SenseLess: Minimal Vision, Maximum Insight for Smart Homes
IEEE International Conference on Pervasive Computing and Communications (PerCom), 2026. (To appear)
Smart home environments rely on sensor networks to detect unusual patterns and behaviours, yet traditional sensors such as temperature, humidity, and motion detectors often miss contextual cues that a visual observation would readily reveal. This project investigates how miniature, low-cost cameras can augment existing anomaly detection systems, adding a layer of visual intelligence without compromising occupant privacy or affordability. The research builds prototypes that combine simple image capture with edge analytics to enrich anomaly detection pipelines. By processing images locally on resource-constrained devices, the approach minimises data transfer to external servers and preserves occupant privacy by design.

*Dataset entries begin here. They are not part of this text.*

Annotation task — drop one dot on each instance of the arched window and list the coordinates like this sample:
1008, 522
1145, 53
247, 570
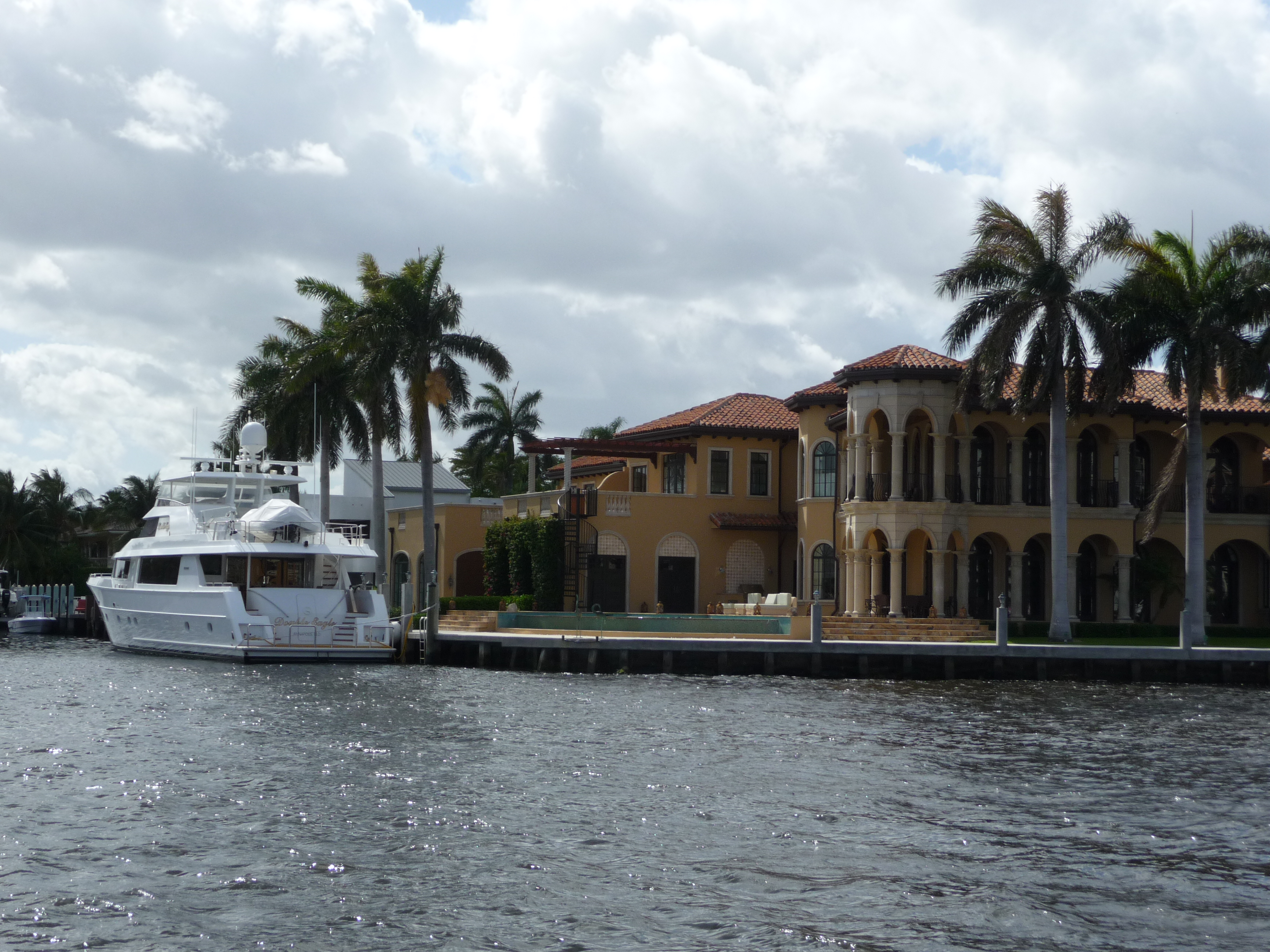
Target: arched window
1088, 583
1140, 473
1223, 484
981, 567
1223, 585
1088, 470
825, 470
825, 571
1036, 469
982, 469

The project systematically studies trade-offs between camera placement strategies, lighting conditions, image resolution, and the fusion of visual signals with other sensor modalities to improve detection accuracy in residential IoT settings.

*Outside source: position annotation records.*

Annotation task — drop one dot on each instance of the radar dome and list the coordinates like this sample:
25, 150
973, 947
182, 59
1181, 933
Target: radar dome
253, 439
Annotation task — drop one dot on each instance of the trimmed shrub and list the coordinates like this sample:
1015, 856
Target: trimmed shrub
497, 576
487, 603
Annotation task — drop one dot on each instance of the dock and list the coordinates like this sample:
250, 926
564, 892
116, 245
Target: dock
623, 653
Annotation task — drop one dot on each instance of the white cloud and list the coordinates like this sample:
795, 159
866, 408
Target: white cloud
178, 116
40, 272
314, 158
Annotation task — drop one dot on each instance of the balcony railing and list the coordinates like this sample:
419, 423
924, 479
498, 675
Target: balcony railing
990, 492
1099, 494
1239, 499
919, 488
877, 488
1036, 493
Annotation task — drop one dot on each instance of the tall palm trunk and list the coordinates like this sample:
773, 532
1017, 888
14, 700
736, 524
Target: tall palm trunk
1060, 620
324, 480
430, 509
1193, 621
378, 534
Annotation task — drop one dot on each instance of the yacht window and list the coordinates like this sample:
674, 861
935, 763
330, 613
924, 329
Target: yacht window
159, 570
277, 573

Understanding how camera-based and traditional sensor signals interact is essential for designing practical visual augmentation systems. Through experimental evaluation in smart home testbeds, the work assesses how different levels of visual information contribute to identifying anomalies that purely numerical sensor data would overlook. These evaluations cover diverse environmental conditions and device configurations to ensure generalisable findings.
The findings inform practical deployment guidelines for integrating low-cost computer vision into existing smart environment infrastructures. By establishing clear recommendations on resolution, placement, and sensor fusion strategies, the project helps practitioners adopt visual augmentation while maintaining acceptable privacy guarantees for building occupants.